Ebola: DRC’s declaration of victory over outbreak is postponed after new deaths
BMJ 2020; 369 doi: https://doi.org/10.1136/bmj.m1490 (Published 14 April 2020) Cite this as: BMJ 2020;369:m1490Read our latest coverage of the coronavirus pandemic
The Democratic Republic of the Congo’s (DRC) worst ever Ebola outbreak is back on, at least temporarily, after new cases appeared just hours before the country passed a 42 day disease-free landmark, which normally marks the end of an outbreak.
To declare an Ebola outbreak over, two incubation periods—equal to 42 days—must have passed since the last case was active. The last known survivor tested negative on 3 March, so the 42 days were due to finish on 13 April.
But on 10 April a 26 year old electrician in Beni, North Kivu province, fell ill and died soon afterwards. The death of an 11 month old girl from Ebola was announced on 12 April, and a 7 year old girl has also tested positive and is undergoing treatment.

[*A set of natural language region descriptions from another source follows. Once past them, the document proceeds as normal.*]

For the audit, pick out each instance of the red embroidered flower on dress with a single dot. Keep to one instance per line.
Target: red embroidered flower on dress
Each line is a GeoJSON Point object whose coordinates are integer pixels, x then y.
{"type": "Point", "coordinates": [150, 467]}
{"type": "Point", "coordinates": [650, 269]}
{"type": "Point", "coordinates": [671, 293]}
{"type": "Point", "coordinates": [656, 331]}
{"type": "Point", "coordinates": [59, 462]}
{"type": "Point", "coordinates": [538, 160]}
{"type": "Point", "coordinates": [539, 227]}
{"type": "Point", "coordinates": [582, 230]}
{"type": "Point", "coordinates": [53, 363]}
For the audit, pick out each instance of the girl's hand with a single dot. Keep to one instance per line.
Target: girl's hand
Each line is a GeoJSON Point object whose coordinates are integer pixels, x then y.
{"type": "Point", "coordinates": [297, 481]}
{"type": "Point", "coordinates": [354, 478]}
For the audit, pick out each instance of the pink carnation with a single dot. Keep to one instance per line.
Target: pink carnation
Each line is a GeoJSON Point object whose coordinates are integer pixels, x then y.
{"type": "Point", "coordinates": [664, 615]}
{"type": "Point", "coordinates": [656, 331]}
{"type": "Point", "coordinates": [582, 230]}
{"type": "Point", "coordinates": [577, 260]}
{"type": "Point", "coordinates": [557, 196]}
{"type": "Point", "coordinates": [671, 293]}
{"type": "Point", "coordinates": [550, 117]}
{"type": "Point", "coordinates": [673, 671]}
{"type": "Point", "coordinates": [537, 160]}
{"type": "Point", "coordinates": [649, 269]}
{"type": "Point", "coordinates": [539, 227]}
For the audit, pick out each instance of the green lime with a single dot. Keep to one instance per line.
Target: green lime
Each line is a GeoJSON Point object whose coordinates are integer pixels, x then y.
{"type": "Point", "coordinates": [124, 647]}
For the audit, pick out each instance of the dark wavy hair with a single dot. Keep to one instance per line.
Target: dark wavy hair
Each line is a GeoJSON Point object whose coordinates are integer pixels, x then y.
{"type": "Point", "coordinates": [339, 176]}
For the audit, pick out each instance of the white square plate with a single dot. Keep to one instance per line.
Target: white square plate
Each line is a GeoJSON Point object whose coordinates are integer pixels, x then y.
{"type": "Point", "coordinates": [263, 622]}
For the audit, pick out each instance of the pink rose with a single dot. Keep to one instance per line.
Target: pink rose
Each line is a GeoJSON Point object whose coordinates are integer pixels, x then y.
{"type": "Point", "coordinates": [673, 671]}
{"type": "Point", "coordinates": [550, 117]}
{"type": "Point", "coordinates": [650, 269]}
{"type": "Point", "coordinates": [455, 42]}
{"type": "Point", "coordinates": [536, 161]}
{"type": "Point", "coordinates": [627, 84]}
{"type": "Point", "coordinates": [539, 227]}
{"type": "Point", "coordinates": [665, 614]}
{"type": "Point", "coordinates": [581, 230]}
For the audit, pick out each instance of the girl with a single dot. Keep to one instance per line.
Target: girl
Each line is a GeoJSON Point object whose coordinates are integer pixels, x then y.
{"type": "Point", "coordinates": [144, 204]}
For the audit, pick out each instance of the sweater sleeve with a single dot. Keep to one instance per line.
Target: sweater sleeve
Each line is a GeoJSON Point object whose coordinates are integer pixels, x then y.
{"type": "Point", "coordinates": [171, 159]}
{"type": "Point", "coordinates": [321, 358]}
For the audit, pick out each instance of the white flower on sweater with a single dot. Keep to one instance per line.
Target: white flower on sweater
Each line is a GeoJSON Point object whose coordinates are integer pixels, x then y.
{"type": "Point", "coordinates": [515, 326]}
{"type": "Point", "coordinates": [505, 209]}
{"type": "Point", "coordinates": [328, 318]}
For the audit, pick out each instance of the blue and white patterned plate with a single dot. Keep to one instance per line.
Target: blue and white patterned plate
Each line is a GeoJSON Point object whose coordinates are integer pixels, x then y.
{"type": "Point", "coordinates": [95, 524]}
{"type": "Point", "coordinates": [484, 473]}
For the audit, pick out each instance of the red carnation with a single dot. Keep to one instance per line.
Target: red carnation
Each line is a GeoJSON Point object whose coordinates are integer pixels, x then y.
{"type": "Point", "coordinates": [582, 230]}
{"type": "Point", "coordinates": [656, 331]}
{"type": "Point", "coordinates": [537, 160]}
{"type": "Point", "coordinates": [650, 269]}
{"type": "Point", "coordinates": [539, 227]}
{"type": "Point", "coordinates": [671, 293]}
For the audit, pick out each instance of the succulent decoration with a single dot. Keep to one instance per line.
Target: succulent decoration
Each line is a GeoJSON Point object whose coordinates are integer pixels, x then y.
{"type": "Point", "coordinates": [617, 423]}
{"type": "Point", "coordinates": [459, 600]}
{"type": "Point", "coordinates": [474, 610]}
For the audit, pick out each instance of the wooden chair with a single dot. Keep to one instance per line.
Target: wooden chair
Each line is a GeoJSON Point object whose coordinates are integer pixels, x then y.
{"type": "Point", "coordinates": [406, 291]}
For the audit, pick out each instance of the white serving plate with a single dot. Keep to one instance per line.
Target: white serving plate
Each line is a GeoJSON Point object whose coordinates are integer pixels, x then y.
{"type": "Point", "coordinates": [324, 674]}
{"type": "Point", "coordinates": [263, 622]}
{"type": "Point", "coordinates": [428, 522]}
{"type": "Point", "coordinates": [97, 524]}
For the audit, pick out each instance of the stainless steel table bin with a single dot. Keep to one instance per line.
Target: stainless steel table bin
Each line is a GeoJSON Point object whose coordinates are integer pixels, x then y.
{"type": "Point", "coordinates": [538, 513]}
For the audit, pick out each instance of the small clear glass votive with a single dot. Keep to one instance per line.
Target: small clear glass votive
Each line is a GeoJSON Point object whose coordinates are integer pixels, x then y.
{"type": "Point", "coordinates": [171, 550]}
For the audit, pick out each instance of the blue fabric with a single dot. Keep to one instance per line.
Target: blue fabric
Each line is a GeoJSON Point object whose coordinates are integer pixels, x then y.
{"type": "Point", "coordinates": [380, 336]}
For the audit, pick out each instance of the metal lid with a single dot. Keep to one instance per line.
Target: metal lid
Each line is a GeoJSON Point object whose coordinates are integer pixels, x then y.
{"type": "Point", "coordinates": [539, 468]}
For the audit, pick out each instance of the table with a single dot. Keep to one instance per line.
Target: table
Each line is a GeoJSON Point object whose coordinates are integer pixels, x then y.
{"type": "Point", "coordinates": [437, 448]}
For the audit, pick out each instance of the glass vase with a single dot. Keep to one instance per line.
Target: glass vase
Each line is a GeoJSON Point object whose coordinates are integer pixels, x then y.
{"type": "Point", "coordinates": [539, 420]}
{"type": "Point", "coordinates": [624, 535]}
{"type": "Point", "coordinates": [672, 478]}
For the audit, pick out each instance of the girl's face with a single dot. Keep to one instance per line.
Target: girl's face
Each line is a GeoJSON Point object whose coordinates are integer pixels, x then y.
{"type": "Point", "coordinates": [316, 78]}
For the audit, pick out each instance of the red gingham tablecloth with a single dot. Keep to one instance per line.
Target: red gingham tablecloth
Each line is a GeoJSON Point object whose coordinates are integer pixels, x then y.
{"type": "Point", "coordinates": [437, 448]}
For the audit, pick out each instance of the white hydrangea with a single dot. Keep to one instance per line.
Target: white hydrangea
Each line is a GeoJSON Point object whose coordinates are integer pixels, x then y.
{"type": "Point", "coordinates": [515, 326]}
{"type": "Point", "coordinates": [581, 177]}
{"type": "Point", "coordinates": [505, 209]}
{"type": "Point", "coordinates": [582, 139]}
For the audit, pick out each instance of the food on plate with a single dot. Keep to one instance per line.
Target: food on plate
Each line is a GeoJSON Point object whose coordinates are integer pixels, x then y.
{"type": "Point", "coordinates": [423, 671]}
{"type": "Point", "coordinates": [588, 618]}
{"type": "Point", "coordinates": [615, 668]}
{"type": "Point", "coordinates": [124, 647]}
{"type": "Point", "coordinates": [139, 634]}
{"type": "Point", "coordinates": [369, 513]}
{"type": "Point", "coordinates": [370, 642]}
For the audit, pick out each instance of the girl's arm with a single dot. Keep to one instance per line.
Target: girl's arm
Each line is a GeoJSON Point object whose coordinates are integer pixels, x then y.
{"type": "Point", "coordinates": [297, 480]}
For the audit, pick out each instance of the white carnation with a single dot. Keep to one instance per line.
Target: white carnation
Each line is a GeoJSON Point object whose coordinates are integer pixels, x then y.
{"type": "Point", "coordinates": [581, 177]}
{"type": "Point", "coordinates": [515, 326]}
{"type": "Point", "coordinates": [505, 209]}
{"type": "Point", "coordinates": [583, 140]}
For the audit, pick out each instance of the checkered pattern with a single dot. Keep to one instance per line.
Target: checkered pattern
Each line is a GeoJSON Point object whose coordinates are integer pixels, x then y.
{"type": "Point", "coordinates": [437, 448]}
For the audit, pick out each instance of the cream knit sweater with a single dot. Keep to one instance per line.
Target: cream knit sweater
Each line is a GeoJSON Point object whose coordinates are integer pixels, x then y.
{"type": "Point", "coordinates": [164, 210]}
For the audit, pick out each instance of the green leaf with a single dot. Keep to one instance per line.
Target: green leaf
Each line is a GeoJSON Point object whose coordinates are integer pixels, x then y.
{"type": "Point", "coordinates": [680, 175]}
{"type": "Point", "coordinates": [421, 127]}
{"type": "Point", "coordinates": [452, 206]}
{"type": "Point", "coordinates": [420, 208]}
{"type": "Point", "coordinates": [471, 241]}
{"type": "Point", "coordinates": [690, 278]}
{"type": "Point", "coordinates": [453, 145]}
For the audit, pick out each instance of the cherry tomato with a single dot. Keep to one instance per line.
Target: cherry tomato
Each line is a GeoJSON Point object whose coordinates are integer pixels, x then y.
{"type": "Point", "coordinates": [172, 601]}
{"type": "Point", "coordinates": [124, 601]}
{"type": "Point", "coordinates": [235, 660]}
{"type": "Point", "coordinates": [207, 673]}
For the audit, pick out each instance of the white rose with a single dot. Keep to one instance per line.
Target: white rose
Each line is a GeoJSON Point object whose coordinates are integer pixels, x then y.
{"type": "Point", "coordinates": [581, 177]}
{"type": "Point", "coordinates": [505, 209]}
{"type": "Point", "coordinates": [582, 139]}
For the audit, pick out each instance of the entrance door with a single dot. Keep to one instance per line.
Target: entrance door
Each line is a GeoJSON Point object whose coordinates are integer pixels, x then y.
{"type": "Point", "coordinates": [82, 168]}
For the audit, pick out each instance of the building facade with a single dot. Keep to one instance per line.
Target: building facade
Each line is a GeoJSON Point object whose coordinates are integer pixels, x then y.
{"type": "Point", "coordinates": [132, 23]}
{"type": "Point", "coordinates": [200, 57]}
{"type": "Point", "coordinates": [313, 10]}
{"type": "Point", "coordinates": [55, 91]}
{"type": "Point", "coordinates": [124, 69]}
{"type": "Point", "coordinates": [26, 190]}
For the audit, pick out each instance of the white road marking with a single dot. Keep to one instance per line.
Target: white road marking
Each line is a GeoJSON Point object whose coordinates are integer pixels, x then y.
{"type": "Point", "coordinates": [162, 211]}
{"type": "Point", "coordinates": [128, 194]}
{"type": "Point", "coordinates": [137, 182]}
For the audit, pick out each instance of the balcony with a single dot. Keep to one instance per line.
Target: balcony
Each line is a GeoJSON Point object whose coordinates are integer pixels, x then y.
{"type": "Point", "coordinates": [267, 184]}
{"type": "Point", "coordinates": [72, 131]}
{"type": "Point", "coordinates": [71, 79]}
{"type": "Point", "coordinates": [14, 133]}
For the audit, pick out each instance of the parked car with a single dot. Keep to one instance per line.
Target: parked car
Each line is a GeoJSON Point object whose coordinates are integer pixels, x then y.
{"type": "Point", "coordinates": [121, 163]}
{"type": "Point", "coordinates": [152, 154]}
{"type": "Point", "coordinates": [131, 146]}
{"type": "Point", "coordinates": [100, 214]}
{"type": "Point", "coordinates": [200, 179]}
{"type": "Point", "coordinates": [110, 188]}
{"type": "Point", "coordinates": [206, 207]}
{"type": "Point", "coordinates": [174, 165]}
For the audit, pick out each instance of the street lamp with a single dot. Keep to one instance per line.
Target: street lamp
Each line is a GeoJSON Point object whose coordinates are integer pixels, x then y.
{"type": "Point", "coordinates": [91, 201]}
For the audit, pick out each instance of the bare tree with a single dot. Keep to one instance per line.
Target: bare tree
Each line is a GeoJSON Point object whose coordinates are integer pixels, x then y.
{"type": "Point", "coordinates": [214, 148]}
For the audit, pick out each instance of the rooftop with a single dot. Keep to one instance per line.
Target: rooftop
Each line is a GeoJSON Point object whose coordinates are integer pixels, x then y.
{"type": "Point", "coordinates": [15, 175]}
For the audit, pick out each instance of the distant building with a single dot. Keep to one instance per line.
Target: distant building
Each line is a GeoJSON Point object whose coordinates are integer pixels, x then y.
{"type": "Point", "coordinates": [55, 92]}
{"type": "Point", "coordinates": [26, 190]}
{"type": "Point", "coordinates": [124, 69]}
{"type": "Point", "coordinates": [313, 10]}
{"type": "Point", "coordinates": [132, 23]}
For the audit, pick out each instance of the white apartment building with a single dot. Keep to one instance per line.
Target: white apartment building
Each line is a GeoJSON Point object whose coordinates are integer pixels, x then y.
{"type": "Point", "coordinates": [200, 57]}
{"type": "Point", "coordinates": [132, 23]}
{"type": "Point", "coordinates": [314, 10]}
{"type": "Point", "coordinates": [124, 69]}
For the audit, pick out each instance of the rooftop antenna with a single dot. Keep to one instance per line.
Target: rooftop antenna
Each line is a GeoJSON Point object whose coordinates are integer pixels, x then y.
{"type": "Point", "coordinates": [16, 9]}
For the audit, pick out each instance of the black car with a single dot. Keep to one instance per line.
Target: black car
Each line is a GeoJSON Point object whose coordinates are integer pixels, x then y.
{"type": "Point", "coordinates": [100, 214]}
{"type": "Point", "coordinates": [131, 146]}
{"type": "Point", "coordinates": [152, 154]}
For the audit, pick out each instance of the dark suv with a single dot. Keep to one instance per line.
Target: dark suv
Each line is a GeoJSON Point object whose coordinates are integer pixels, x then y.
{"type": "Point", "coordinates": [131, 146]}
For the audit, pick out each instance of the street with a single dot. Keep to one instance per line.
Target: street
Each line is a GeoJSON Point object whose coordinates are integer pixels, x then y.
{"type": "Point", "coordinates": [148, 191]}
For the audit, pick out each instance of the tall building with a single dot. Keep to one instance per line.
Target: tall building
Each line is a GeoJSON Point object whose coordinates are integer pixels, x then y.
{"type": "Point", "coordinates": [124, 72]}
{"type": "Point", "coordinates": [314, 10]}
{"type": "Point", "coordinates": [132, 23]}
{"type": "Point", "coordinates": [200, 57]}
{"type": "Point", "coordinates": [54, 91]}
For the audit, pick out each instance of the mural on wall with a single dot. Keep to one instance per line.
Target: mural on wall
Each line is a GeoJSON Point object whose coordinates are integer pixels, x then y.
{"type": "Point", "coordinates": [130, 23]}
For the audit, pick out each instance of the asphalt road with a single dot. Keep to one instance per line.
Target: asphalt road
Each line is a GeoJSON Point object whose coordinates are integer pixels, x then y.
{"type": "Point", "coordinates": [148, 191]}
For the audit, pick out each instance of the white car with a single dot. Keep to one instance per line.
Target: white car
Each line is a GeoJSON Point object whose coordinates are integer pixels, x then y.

The three patients did not know each other, but all had visited the same clinic, said Boubacar Diallo, deputy incident manager for the World Health Organization’s Ebola response, speaking to Reuters. The virus can survive on medical instruments for weeks.
Tedros Adhanom Ghebreyesus, WHO director general, said, “While not welcome news, this is an event we anticipated. We kept response teams in Beni and other high risk areas for precisely this reason.”
Officials remain optimistic that the virus will not surge again, partly because over 300 000 people have now been vaccinated. “We think we will quickly contain this outbreak,” said Diallo.
The North Kivu Ebola outbreak is surpassed in scale only by the great west African epidemic of 2014, which killed over 11 000 people. The worst of 11 outbreaks in DRC, it has infected at least 3456 people and killed 2276 since August 2018. Health workers have struggled against local suspicion, armed gangs, and even deadly attacks on clinics in the country’s troubled north east.
The delay in vanquishing Ebola came just as health workers were pivoting to tackle the novel coronavirus, which has been detected in 235 people so far in the DRC. But the Ebola work would now go on, Michael Ryan, head of WHO’s health emergency committee, told VOA News.
He said, “Every day, we investigate 2600 alerts across the two affected provinces still. We take thousands of samples every single week, and we will continue that active surveillance right the way through. We will just have to go again for another 42 days.”